Carrier screening in the Mexican Jewish community using a pan-ethnic expanded carrier screening NGS panel

Purpose: The Mexican Jewish community (MJC) is a previously uncharacterized, genetically isolated group composed of Ashkenazi and Sephardi-Mizrahi Jews who migrated in the early 1900s. We aimed to determine the heterozygote frequency of disease-causing variants in 302 genes in this population. Methods: We conducted a cross-sectional study of the MJC involving individuals representing Ashkenazi Jews, Sephardi-Mizrahi Jews, or mixed-ancestry Jews. We offered saliva-based preconception pan-ethnic expanded carrier screening, which examined 302 genes.
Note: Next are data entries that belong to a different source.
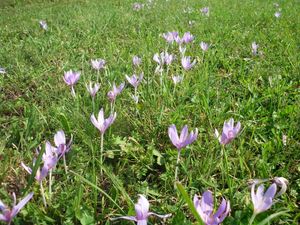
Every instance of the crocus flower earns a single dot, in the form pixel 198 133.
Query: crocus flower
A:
pixel 229 132
pixel 115 92
pixel 186 62
pixel 254 48
pixel 262 201
pixel 134 80
pixel 101 123
pixel 142 212
pixel 43 24
pixel 93 90
pixel 71 79
pixel 204 46
pixel 136 60
pixel 8 214
pixel 98 64
pixel 205 208
pixel 184 139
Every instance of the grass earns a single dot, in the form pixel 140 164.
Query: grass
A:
pixel 262 92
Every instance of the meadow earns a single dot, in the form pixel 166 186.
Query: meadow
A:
pixel 249 71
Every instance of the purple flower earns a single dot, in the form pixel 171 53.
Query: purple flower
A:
pixel 142 212
pixel 262 201
pixel 93 90
pixel 187 37
pixel 205 208
pixel 254 48
pixel 8 214
pixel 71 79
pixel 184 139
pixel 134 80
pixel 136 60
pixel 115 92
pixel 101 123
pixel 204 46
pixel 186 62
pixel 229 132
pixel 98 64
pixel 43 24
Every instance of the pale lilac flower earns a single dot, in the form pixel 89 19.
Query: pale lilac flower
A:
pixel 184 139
pixel 134 80
pixel 187 37
pixel 71 79
pixel 205 11
pixel 254 48
pixel 8 214
pixel 142 212
pixel 186 62
pixel 93 90
pixel 98 64
pixel 115 92
pixel 277 14
pixel 205 208
pixel 101 123
pixel 229 132
pixel 136 60
pixel 177 79
pixel 262 201
pixel 204 46
pixel 43 24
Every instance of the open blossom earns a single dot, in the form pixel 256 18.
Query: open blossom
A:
pixel 229 132
pixel 186 62
pixel 101 123
pixel 98 64
pixel 262 201
pixel 8 214
pixel 93 90
pixel 115 92
pixel 134 80
pixel 142 212
pixel 205 208
pixel 136 60
pixel 204 46
pixel 184 139
pixel 43 24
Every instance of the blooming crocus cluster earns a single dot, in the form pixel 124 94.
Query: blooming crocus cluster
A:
pixel 43 24
pixel 115 92
pixel 187 63
pixel 71 78
pixel 8 214
pixel 142 212
pixel 98 64
pixel 205 208
pixel 229 132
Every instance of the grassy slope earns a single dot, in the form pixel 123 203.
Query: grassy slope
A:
pixel 262 92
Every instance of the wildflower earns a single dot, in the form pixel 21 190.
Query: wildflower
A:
pixel 98 64
pixel 184 139
pixel 205 208
pixel 186 62
pixel 101 123
pixel 134 80
pixel 93 90
pixel 43 24
pixel 8 214
pixel 254 48
pixel 142 212
pixel 71 79
pixel 204 46
pixel 229 132
pixel 136 60
pixel 115 92
pixel 262 201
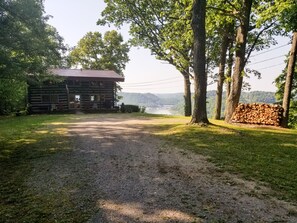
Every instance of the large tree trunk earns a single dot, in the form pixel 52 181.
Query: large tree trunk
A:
pixel 289 81
pixel 218 103
pixel 198 25
pixel 187 94
pixel 241 40
pixel 229 69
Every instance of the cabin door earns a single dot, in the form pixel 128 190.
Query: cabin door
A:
pixel 74 101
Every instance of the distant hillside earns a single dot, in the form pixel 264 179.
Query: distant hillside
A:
pixel 175 100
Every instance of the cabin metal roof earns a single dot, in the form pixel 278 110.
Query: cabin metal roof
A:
pixel 80 73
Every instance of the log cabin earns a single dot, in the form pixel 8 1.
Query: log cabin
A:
pixel 79 90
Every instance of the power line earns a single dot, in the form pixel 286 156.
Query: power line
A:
pixel 264 68
pixel 152 84
pixel 270 50
pixel 150 87
pixel 156 81
pixel 267 60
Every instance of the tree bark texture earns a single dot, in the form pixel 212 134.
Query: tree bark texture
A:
pixel 187 94
pixel 289 81
pixel 241 40
pixel 219 92
pixel 229 69
pixel 200 86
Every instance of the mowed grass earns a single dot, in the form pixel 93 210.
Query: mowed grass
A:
pixel 23 140
pixel 267 155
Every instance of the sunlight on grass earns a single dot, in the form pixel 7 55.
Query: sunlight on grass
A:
pixel 24 141
pixel 266 154
pixel 42 132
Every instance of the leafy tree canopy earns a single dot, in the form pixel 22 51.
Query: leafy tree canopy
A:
pixel 108 52
pixel 28 45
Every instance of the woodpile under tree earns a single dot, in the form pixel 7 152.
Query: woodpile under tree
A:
pixel 260 114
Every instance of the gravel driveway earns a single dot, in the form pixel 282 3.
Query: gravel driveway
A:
pixel 119 172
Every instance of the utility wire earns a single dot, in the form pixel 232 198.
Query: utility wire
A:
pixel 270 50
pixel 264 68
pixel 150 84
pixel 156 81
pixel 267 60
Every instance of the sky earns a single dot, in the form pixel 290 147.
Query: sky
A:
pixel 144 73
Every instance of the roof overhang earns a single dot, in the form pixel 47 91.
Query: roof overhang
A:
pixel 88 74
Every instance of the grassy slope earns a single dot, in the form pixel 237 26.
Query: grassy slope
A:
pixel 22 140
pixel 268 155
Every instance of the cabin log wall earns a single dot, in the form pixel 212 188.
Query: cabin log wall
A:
pixel 61 97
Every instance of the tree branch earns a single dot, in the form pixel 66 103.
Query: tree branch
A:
pixel 256 40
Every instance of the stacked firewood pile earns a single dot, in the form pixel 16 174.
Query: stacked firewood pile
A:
pixel 261 114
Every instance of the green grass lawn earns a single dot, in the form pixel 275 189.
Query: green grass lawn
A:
pixel 267 155
pixel 23 139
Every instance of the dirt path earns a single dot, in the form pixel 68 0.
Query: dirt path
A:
pixel 123 174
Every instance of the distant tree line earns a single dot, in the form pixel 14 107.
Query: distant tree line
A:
pixel 197 35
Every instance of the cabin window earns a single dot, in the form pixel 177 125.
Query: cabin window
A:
pixel 47 98
pixel 73 82
pixel 94 83
pixel 102 98
pixel 95 98
pixel 54 99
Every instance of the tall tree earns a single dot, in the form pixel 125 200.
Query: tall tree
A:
pixel 226 40
pixel 161 26
pixel 28 43
pixel 240 48
pixel 198 25
pixel 28 46
pixel 281 82
pixel 288 20
pixel 96 52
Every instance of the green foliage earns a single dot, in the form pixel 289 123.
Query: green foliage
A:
pixel 161 26
pixel 268 156
pixel 280 82
pixel 176 102
pixel 28 47
pixel 12 96
pixel 101 53
pixel 23 140
pixel 130 108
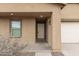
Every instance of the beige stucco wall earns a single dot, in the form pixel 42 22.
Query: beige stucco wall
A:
pixel 70 12
pixel 55 21
pixel 28 30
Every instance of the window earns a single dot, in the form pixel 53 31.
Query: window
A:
pixel 15 28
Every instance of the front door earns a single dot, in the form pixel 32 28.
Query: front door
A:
pixel 41 32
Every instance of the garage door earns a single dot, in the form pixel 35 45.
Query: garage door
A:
pixel 70 32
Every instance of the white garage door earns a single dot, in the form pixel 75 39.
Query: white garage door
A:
pixel 70 32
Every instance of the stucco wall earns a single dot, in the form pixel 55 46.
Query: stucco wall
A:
pixel 28 30
pixel 55 20
pixel 70 12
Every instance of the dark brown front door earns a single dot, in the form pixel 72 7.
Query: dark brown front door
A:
pixel 40 31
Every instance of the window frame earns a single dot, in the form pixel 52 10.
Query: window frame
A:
pixel 14 19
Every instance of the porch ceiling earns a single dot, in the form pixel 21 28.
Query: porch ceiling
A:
pixel 26 14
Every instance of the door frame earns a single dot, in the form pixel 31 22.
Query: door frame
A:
pixel 45 31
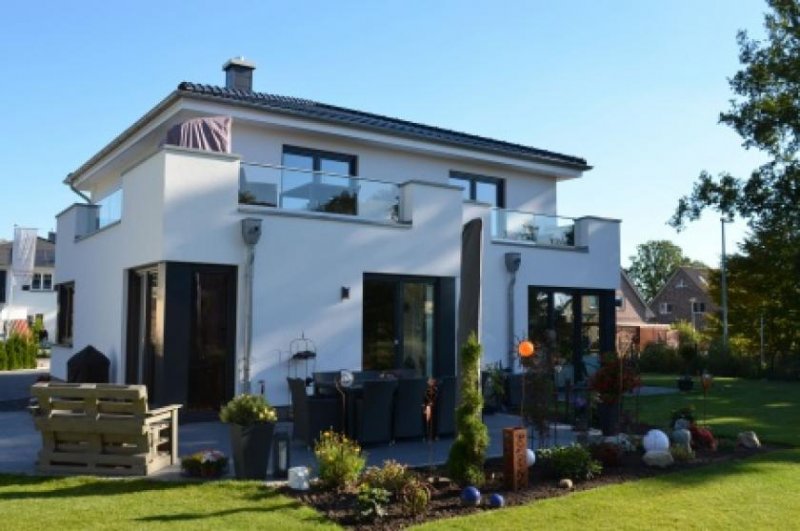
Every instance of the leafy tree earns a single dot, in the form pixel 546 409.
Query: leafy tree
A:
pixel 468 452
pixel 766 114
pixel 653 263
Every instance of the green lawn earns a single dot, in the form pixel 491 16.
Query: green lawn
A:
pixel 771 409
pixel 757 493
pixel 754 494
pixel 90 503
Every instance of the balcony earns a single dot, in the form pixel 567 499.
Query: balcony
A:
pixel 314 191
pixel 530 228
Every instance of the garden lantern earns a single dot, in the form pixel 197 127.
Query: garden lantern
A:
pixel 281 455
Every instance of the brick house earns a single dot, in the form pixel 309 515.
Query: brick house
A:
pixel 684 297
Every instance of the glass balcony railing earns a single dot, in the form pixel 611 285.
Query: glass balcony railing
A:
pixel 527 227
pixel 314 191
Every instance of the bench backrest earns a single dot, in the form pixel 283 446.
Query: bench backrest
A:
pixel 91 400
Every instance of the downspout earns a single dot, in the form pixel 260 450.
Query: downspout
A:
pixel 251 232
pixel 512 266
pixel 83 196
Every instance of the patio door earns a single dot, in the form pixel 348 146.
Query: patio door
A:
pixel 399 325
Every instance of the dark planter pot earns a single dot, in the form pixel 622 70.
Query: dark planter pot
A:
pixel 250 449
pixel 608 417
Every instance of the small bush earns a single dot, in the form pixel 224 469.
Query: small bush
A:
pixel 372 502
pixel 608 454
pixel 415 497
pixel 468 452
pixel 702 438
pixel 681 454
pixel 573 462
pixel 392 476
pixel 686 412
pixel 660 358
pixel 339 459
pixel 206 464
pixel 246 410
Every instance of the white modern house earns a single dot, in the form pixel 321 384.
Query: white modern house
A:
pixel 226 223
pixel 34 301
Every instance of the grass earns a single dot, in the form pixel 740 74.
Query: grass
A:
pixel 754 494
pixel 757 493
pixel 771 409
pixel 90 503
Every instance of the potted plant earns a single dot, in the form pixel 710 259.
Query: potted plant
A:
pixel 252 422
pixel 613 379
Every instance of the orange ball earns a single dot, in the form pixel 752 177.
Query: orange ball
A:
pixel 525 349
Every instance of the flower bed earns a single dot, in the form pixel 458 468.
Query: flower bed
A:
pixel 445 502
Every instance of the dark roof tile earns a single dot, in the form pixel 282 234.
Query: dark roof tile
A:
pixel 341 115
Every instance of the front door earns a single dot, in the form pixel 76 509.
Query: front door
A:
pixel 399 325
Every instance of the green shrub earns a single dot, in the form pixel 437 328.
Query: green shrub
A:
pixel 415 497
pixel 372 502
pixel 392 476
pixel 681 454
pixel 468 452
pixel 339 460
pixel 246 410
pixel 574 462
pixel 660 358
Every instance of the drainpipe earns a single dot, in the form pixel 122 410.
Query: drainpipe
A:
pixel 512 266
pixel 72 187
pixel 251 233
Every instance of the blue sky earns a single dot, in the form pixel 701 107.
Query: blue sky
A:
pixel 635 87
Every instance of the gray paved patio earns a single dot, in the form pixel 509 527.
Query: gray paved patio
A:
pixel 20 442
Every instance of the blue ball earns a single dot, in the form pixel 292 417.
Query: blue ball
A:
pixel 470 496
pixel 496 500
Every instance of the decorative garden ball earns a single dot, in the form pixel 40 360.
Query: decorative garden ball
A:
pixel 496 501
pixel 655 441
pixel 531 457
pixel 470 496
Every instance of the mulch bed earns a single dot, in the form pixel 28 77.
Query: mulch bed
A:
pixel 446 503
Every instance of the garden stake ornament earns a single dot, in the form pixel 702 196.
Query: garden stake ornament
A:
pixel 706 380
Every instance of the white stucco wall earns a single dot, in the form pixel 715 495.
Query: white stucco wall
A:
pixel 21 303
pixel 181 205
pixel 97 264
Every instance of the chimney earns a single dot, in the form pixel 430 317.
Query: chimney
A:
pixel 239 74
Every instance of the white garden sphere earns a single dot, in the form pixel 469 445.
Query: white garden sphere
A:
pixel 531 457
pixel 655 441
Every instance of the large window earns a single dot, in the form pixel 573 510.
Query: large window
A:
pixel 582 321
pixel 480 188
pixel 318 181
pixel 66 312
pixel 42 282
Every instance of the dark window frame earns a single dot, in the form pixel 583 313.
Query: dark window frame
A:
pixel 473 179
pixel 318 154
pixel 66 313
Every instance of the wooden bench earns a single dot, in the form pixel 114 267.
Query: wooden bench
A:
pixel 103 429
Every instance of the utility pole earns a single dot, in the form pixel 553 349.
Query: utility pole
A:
pixel 724 286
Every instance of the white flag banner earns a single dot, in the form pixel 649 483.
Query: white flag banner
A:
pixel 23 255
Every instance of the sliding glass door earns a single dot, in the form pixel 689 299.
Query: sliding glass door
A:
pixel 399 324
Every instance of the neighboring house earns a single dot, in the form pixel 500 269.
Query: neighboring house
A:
pixel 684 297
pixel 31 302
pixel 635 326
pixel 360 218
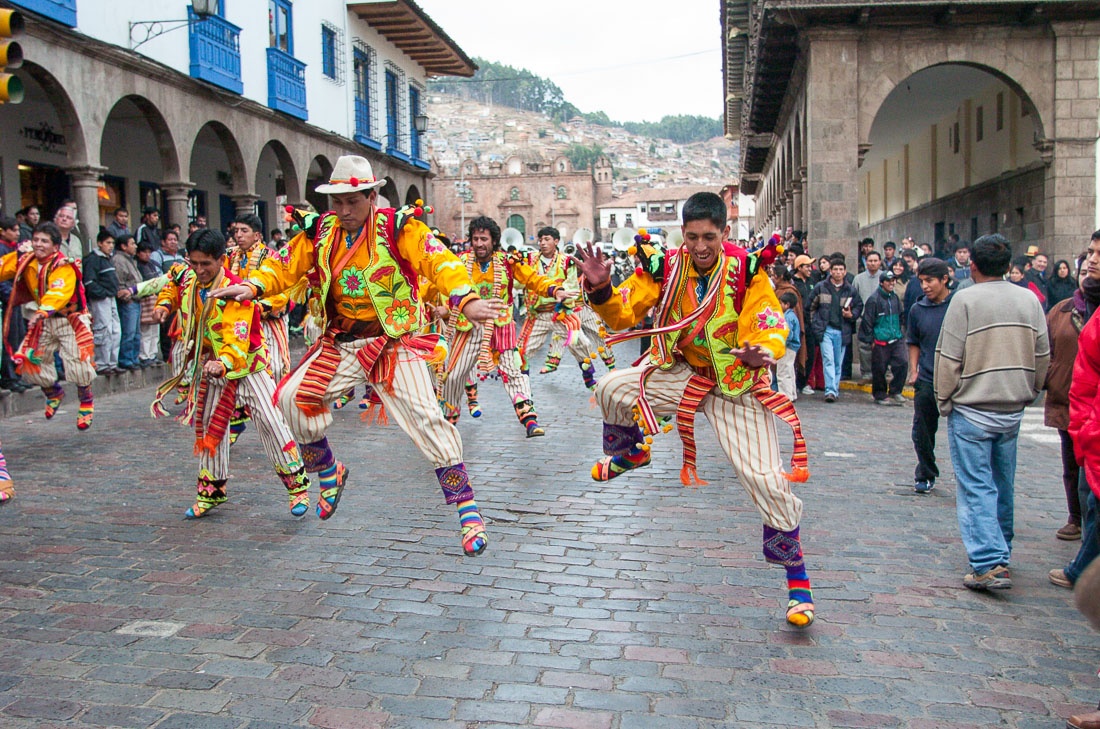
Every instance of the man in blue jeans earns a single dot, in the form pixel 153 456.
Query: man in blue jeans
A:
pixel 834 308
pixel 991 361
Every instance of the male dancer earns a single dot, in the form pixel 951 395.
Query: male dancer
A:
pixel 362 264
pixel 546 315
pixel 718 328
pixel 224 362
pixel 493 345
pixel 61 323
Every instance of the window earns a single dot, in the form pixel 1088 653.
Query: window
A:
pixel 332 57
pixel 279 30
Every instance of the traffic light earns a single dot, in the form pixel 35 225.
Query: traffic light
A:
pixel 11 56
We analyzed heterozygote frequencies of pathogenic/likely pathogenic variants and compared them with those in the Genome Aggregation Database (gnomAD). Results: We recruited 208 participants. The carrier screening results showed that 72.1% were heterozygous for at least 1 severe disease-causing variant in 1 of the genes analyzed. The most common genes with severe disease-causing variants were CFTR (16.8% of participants), MEFV (11.5%), WNT10A (6.7%), and GBA (6.7%). The allele frequencies were compared with those in the gnomAD; 85% of variant frequencies were statistically different from those found in gnomAD (P <.05). Finally, 6% of couples were at risk of having a child with a severe disorder. Conclusion: The heterozygote frequency of at least 1 severe disease-causing variant in the MJC was 72.1%. The use of carrier screening in the MJC and other understudied populations could help parents make more informed decisions. (C) 2021 American College of Medical Genetics and Genomics. Published by Elsevier Inc. All rights reserved.

Automated summary

This study aimed to determine the heterozygote frequency of disease-causing variants in the Mexican Jewish community (MJC). The results showed that 72.1% of participants carried at least one severe disease-causing variant in the analyzed genes. The most common genes with severe disease-causing variants were CFTR, MEFV, WNT10A, and GBA. Comparison with the Genome Aggregation Database (gnomAD) revealed statistically significant differences in variant frequencies. Additionally, 6% of couples were at risk of having a child with a severe disorder. The study highlights the importance of using carrier screening in the MJC and other understudied populations to facilitate informed decision-making for parents.